After that the friends visited the street often. They leaned over fences to catch a glimpse of Mr and Mrs McGoody and the two McGoody children. They took photos of their house.
The mailman who delivered letters to the street, walked slowly to and from the McGoody mailbox. One morning, the mailman was rewarded. Mr McGoody himself, came out to get the mail. "Oh!" gasped the mailman "It is such an honour to bring mail to the world's perfect family. Please, Mr McGoody, may I have your autograph?"

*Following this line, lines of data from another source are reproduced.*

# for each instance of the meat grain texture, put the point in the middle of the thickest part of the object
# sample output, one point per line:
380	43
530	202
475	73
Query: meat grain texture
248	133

"We just do our best," smiled Mr McGoody, patting a pocket full of pens. "What colour ink would you like? Red, black or green?
The McGoody family were always in the news.
Mr McGoody was a handsome man. He had five university degrees and was a billionaire. He ate sugar-free, fat-free, junk-free health food. Every morning he ran for ten kilometers and he never had smelly sneakers. During the week he had his own TV show in which he gave advice to world leaders. At the weekends he tended his prize-winning apple trees and showed his neighbours how to garden.
Mrs McGoody had been a beauty queen. Her hair and nails were always perfect, even though she worked in her home from morning to night. She snipped and sewed and stirred and baked, while doing aerobic exercises to keep herself trim. She cooked her family sugar-free, fat-free, junk-free health food and she designed all their clothes. In the evenings, she gave public talks on "Ten ways to keep your husband happy," and "How to raise brilliant children."
Like her husband, Mrs McGoody believed that a perfect family should help their neighbours. She showed the women in the street how to do aerobic patchwork and make aerobic strawberry jam. "Helping neighbours makes the world go round," she said.
Without doubt, the McGoody children were brilliant. Priscilla McGoody was as beautiful as her mother. Like her mother, she was able to do several things at once. For example, she could write with both hands at the same time. With her left hand she could do a math exam and with her right hand, answer a spelling test. She would get both 100% right.
"How do you do that?" groaned the other children.
"Easy," smiled Priscilla. "It runs in the family."
On sports days, Victor McGoody came first in every event except those won by his sister. He often asked his teacher for extra homework. "A smart boy wants to learn all he can," he said.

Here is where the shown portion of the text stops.